いい気になってしまったり、思い上がってしまったり、天狗になってしまったりと人間は困った存在です。
やはり、人間には「道」というものが必要です。
しかし、道は道でも「覇道」になってしまう場合が少なくありません。
道としては、「正道」「王道」で行くべきでしょう。
稲盛和夫「敬天愛人 西郷南洲遺訓と我が経営」第8講 王道
「企業の経営も、国の内政も、そして外交も、最も基本になるのは正道を踏むことです。策略をもって相手を貶めようとすれば、同じ仕打ちがこちらにも返ってきます。
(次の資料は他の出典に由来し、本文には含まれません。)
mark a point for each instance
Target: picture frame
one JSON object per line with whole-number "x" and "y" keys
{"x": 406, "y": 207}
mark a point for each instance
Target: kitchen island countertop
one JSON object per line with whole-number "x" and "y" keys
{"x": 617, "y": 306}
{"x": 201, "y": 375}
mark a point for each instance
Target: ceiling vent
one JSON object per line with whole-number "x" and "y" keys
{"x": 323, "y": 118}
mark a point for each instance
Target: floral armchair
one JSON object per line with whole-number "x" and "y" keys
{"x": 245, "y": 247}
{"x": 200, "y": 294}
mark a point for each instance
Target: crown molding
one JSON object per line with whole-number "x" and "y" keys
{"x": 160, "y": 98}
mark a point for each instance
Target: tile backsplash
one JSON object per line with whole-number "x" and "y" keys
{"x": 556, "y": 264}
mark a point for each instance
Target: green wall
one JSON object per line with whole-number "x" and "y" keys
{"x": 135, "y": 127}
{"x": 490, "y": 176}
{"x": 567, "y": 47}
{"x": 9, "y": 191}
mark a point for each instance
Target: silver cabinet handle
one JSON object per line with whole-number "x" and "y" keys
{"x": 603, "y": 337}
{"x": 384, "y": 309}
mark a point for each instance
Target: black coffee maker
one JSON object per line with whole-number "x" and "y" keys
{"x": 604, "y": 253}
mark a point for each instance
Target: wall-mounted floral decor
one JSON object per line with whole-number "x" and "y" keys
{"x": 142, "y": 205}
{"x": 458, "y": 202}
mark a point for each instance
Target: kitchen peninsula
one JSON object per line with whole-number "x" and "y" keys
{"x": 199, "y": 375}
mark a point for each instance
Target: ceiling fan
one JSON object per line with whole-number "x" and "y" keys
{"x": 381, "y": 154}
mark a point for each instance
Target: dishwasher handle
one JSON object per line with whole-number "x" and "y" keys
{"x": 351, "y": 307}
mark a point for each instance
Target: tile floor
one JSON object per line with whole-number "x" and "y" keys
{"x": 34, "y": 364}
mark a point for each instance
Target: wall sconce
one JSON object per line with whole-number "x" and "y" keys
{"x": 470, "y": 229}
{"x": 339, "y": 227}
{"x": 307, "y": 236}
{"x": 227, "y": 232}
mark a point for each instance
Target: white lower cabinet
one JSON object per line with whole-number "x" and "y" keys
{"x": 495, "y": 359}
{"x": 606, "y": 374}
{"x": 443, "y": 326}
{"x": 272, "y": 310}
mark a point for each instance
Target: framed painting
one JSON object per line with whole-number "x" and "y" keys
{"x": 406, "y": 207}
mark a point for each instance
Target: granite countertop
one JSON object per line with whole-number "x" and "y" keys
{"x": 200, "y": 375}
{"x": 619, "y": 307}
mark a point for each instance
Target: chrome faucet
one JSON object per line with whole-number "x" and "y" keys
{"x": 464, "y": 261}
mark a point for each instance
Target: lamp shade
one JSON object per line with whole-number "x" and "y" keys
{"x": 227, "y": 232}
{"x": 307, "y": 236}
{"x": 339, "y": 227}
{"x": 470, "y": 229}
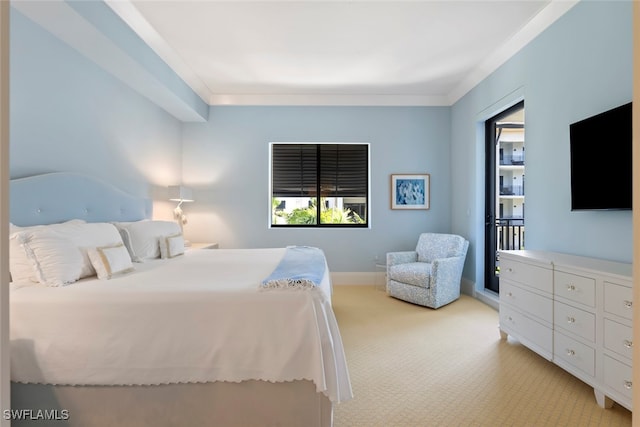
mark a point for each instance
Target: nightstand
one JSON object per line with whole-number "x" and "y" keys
{"x": 201, "y": 245}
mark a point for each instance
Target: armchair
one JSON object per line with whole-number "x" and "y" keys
{"x": 430, "y": 275}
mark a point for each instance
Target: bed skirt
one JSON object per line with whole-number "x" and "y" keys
{"x": 220, "y": 404}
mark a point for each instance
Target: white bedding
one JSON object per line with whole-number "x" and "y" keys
{"x": 201, "y": 317}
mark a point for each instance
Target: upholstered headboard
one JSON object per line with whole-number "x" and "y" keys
{"x": 61, "y": 196}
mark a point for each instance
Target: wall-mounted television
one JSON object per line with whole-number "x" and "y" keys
{"x": 601, "y": 164}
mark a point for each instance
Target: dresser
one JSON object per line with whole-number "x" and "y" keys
{"x": 574, "y": 311}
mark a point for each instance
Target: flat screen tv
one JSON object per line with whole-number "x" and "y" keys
{"x": 601, "y": 164}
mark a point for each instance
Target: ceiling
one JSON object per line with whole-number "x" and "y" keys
{"x": 358, "y": 52}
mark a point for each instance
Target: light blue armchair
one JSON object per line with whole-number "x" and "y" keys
{"x": 430, "y": 275}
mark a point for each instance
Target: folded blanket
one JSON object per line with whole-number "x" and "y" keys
{"x": 301, "y": 267}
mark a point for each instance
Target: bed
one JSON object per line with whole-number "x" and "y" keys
{"x": 177, "y": 337}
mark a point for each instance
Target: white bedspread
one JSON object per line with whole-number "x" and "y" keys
{"x": 200, "y": 317}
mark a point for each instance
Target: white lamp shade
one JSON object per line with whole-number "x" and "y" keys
{"x": 179, "y": 193}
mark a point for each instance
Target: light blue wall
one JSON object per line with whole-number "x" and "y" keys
{"x": 580, "y": 66}
{"x": 67, "y": 114}
{"x": 227, "y": 161}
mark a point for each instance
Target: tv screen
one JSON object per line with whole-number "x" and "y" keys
{"x": 601, "y": 164}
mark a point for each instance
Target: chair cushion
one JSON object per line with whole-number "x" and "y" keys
{"x": 435, "y": 246}
{"x": 413, "y": 273}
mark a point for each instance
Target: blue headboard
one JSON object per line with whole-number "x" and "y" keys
{"x": 61, "y": 196}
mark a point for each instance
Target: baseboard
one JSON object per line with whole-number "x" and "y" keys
{"x": 357, "y": 278}
{"x": 378, "y": 278}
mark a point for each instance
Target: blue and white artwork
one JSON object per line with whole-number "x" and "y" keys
{"x": 410, "y": 192}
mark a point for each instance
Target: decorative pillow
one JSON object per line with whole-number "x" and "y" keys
{"x": 92, "y": 235}
{"x": 19, "y": 264}
{"x": 171, "y": 246}
{"x": 55, "y": 259}
{"x": 110, "y": 260}
{"x": 142, "y": 237}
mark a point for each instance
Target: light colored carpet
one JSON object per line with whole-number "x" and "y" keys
{"x": 413, "y": 366}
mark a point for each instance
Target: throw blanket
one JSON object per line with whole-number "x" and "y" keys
{"x": 301, "y": 267}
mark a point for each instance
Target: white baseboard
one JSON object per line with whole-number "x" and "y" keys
{"x": 378, "y": 278}
{"x": 358, "y": 278}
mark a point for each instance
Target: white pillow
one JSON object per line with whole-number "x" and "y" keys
{"x": 91, "y": 235}
{"x": 110, "y": 260}
{"x": 171, "y": 246}
{"x": 142, "y": 237}
{"x": 19, "y": 264}
{"x": 55, "y": 259}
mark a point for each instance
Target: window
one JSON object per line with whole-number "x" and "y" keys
{"x": 319, "y": 185}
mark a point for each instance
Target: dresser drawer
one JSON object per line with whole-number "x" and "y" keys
{"x": 618, "y": 300}
{"x": 574, "y": 320}
{"x": 574, "y": 353}
{"x": 575, "y": 288}
{"x": 526, "y": 274}
{"x": 618, "y": 338}
{"x": 527, "y": 331}
{"x": 529, "y": 302}
{"x": 618, "y": 376}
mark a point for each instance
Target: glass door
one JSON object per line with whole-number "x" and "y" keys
{"x": 504, "y": 189}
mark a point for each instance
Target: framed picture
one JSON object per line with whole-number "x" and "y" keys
{"x": 410, "y": 191}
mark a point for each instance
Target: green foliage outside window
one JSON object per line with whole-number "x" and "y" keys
{"x": 307, "y": 216}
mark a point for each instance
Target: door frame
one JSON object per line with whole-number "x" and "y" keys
{"x": 491, "y": 279}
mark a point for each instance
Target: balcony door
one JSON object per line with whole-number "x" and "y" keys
{"x": 504, "y": 182}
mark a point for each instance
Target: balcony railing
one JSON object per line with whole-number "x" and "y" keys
{"x": 510, "y": 233}
{"x": 512, "y": 190}
{"x": 512, "y": 160}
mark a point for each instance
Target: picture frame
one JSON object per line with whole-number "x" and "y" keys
{"x": 410, "y": 191}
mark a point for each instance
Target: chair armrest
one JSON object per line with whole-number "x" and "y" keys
{"x": 447, "y": 270}
{"x": 404, "y": 257}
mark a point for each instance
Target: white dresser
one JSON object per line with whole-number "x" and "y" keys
{"x": 574, "y": 311}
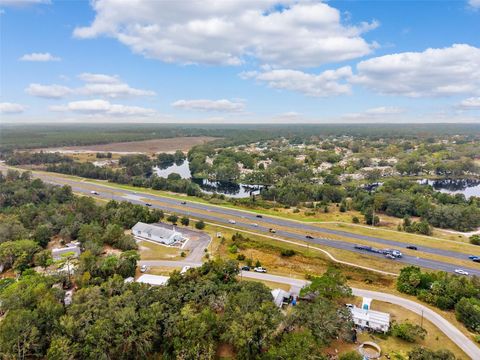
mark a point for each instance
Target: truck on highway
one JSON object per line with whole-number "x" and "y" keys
{"x": 389, "y": 253}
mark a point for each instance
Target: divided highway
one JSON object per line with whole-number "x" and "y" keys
{"x": 215, "y": 213}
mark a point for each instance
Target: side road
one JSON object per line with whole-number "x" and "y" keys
{"x": 467, "y": 345}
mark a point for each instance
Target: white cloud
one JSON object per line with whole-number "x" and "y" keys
{"x": 433, "y": 72}
{"x": 96, "y": 85}
{"x": 377, "y": 112}
{"x": 222, "y": 105}
{"x": 11, "y": 108}
{"x": 39, "y": 57}
{"x": 53, "y": 91}
{"x": 291, "y": 33}
{"x": 20, "y": 3}
{"x": 472, "y": 103}
{"x": 99, "y": 78}
{"x": 327, "y": 83}
{"x": 103, "y": 107}
{"x": 475, "y": 4}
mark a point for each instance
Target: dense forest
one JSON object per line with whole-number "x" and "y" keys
{"x": 198, "y": 314}
{"x": 445, "y": 291}
{"x": 55, "y": 135}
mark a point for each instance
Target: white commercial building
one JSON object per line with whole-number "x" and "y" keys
{"x": 156, "y": 280}
{"x": 156, "y": 233}
{"x": 72, "y": 249}
{"x": 364, "y": 317}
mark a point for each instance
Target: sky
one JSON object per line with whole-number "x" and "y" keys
{"x": 239, "y": 61}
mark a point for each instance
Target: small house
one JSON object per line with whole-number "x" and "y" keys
{"x": 280, "y": 297}
{"x": 156, "y": 233}
{"x": 72, "y": 249}
{"x": 155, "y": 280}
{"x": 365, "y": 317}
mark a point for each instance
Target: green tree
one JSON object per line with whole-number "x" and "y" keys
{"x": 467, "y": 310}
{"x": 42, "y": 235}
{"x": 295, "y": 345}
{"x": 475, "y": 239}
{"x": 200, "y": 225}
{"x": 172, "y": 218}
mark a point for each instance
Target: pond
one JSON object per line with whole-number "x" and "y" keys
{"x": 209, "y": 187}
{"x": 467, "y": 187}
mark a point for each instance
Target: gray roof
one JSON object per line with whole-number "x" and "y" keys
{"x": 371, "y": 315}
{"x": 155, "y": 230}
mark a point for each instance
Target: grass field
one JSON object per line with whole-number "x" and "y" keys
{"x": 151, "y": 251}
{"x": 435, "y": 339}
{"x": 145, "y": 146}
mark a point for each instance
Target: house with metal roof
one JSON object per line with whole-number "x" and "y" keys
{"x": 157, "y": 233}
{"x": 155, "y": 280}
{"x": 71, "y": 249}
{"x": 365, "y": 317}
{"x": 280, "y": 297}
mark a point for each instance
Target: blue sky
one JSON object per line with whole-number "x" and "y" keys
{"x": 238, "y": 61}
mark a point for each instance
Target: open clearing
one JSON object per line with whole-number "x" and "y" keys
{"x": 392, "y": 346}
{"x": 146, "y": 146}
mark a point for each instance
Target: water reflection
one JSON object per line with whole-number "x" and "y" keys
{"x": 209, "y": 187}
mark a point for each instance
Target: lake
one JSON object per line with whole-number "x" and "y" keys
{"x": 209, "y": 187}
{"x": 467, "y": 187}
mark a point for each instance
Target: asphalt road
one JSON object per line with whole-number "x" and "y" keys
{"x": 211, "y": 213}
{"x": 463, "y": 342}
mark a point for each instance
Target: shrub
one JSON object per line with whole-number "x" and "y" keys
{"x": 351, "y": 355}
{"x": 408, "y": 332}
{"x": 287, "y": 252}
{"x": 200, "y": 225}
{"x": 475, "y": 239}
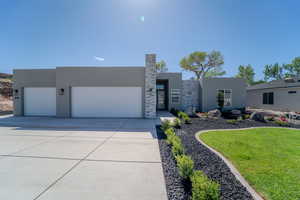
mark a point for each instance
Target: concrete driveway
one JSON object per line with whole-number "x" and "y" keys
{"x": 111, "y": 159}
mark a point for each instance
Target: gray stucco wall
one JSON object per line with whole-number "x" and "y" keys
{"x": 211, "y": 85}
{"x": 174, "y": 82}
{"x": 30, "y": 78}
{"x": 283, "y": 101}
{"x": 67, "y": 77}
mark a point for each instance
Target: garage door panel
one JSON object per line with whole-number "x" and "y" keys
{"x": 106, "y": 102}
{"x": 39, "y": 101}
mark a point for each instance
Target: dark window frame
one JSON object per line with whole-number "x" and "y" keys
{"x": 292, "y": 92}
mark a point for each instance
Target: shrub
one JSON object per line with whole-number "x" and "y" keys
{"x": 246, "y": 116}
{"x": 185, "y": 166}
{"x": 174, "y": 111}
{"x": 281, "y": 123}
{"x": 171, "y": 136}
{"x": 166, "y": 124}
{"x": 181, "y": 114}
{"x": 187, "y": 120}
{"x": 232, "y": 121}
{"x": 177, "y": 148}
{"x": 203, "y": 188}
{"x": 177, "y": 123}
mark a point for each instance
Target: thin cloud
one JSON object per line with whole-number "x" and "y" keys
{"x": 98, "y": 58}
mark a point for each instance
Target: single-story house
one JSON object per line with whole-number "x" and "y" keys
{"x": 135, "y": 92}
{"x": 278, "y": 95}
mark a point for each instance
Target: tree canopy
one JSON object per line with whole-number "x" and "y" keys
{"x": 161, "y": 66}
{"x": 293, "y": 69}
{"x": 274, "y": 72}
{"x": 246, "y": 72}
{"x": 204, "y": 64}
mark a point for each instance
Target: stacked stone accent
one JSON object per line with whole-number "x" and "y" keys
{"x": 190, "y": 95}
{"x": 150, "y": 86}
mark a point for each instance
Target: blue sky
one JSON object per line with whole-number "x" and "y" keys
{"x": 49, "y": 33}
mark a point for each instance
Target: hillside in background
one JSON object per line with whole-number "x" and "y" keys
{"x": 6, "y": 92}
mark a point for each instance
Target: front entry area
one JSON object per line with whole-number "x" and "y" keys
{"x": 162, "y": 94}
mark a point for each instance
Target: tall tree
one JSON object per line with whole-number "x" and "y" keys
{"x": 204, "y": 64}
{"x": 246, "y": 72}
{"x": 293, "y": 69}
{"x": 273, "y": 72}
{"x": 161, "y": 66}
力をかさに着て我を通せば人の心は離れます。相手の顔色をうかがい迎合すれば信用は得られません。終始一貫、毅然とした態度で臨むことが本当の信頼関係を築きます」(「日経ビジネス」2005年11月21日号143頁)
悪い人間に対しては、悪い方法で対処してかまわないと思いがちですが、そうであれば、自分自身も悪い人間に過ぎなくなります。
好き好んで悪くなる必要はありません。
相手がどんな悪人であろうとも、正道、王道で対処すべきです。
相手が悪いから自分も悪くて構わないという考えは、よく考えてみれば滑稽なだけです。
中途半端な自己弁護の際に発せられることが多いくだらない言い訳を思わせます。
自己弁護をする前に、虚心坦懐に反省する癖をつけておきたいものです。
正道、王道でどうしようもない場合、覚悟を決めておけばよいでしょう。
また、テクニックとしての覇道は、上手に使う場合は、多少、活用する余地があると思われますが、根本とすべきではありません。
相手がどうのこうのではなく、自分自身がどうであるかを根本として生きていくことです。
その意味合いから、正道、王道を考えれば、無理なく、正道、王道に入っていくことができるでしょう。